Gavin threw another log on the fire before slumping down in front of the door, sitting with his back against it.
“You intend to sleep like that?” she asked, glancing up at him.
“This way no one may enter without me knowing about it.”
She lay down again, feeling his eyes on her. The voices in her head came back with a vengeance. Go over there and kiss him. Invite him to join you. Tell him to sleep beside you. Tell him you are cold. Kiss him. Tell him to kiss you. Imagine what it feels like to have his lips on yours. That could happen if you tell him how you feel. Do it. Tell him.
“Goodnight,” she said quietly.
“Sleep well, lass,” he replied.
She didn’t.
The next morning she was up first. She had woken up several times in the night and by morning she was exhausted.

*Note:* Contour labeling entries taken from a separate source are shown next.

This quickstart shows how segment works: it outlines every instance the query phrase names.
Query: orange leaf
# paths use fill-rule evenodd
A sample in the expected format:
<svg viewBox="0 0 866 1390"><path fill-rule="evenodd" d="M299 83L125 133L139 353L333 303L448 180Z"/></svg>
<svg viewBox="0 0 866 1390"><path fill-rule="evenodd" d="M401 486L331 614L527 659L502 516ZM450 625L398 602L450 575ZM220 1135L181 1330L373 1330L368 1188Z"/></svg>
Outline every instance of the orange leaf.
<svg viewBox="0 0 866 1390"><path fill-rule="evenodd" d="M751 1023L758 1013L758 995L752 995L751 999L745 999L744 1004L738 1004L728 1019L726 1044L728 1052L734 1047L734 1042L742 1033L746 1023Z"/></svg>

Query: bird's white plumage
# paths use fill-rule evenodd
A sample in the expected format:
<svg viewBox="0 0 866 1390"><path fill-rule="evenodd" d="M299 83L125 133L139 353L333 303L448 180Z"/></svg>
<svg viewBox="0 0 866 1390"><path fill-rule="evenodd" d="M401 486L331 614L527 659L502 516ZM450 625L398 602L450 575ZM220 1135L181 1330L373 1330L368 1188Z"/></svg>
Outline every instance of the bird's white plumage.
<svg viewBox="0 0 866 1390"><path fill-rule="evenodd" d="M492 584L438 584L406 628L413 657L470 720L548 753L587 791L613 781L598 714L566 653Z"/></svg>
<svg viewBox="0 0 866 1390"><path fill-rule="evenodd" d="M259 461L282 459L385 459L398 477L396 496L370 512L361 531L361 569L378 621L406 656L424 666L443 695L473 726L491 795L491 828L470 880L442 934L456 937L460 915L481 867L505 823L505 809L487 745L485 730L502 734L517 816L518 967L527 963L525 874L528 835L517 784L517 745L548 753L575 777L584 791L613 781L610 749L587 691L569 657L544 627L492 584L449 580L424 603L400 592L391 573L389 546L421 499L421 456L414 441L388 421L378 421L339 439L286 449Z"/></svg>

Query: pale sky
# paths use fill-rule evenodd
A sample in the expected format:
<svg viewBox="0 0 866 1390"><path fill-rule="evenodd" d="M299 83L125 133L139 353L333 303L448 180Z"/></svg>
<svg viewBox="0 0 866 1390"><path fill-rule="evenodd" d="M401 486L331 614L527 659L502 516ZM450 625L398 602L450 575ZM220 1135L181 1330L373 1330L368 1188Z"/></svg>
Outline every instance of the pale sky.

She sat up, planning to go look for the key. The first gray light of dawn was enough for her to see that Gavin still sat with his back to the door. How was she supposed to get out without disturbing him?
She looked at him closely, at once feeling the surge of warmth she’d felt the night before. Why did he have to be so handsome? It wasn’t fair. This was going to be hard enough as it was.
Think about the damage to your family, she told herself, trying to harden her thoughts. What mattered was that Gavin, handsome or not, had ruined her family for generations.
Think of the coldness of your parents, the fact that your family had it all but then lost it, all because of that man murdering your ancestor in cold blood. Go find the key. Stop swooning over him like a lovestruck teenager.
She groaned.
He opened his eyes, instantly alert. For a moment they stared at each other but then almost at once she looked away, ashamed to have been caught staring at him.
“We overslept,” he said, cursing loudly. “Come, we must be on our way.”
He was on his feet and pulling open the door a moment later. She joined him outside, the blanket still wrapped around her shoulders. Dew covered the grass by the broch but it wasn’t that which caught her eye.
To her left something was sticking out of the ground. While Gavin untied the horse she quickly knelt down and sighed with relief. It was the key.
“Thank you,” she said quietly, raising her eyes to the heavens.
She grabbed the key and then went to shove it in her pocket only to remember she was no longer wearing her jeans, she was in the dress the clan had given her. Gavin turned and waved her over.
The key weighed heavy in her fist as she approached him and before she could say anything he had taken hold of her hands.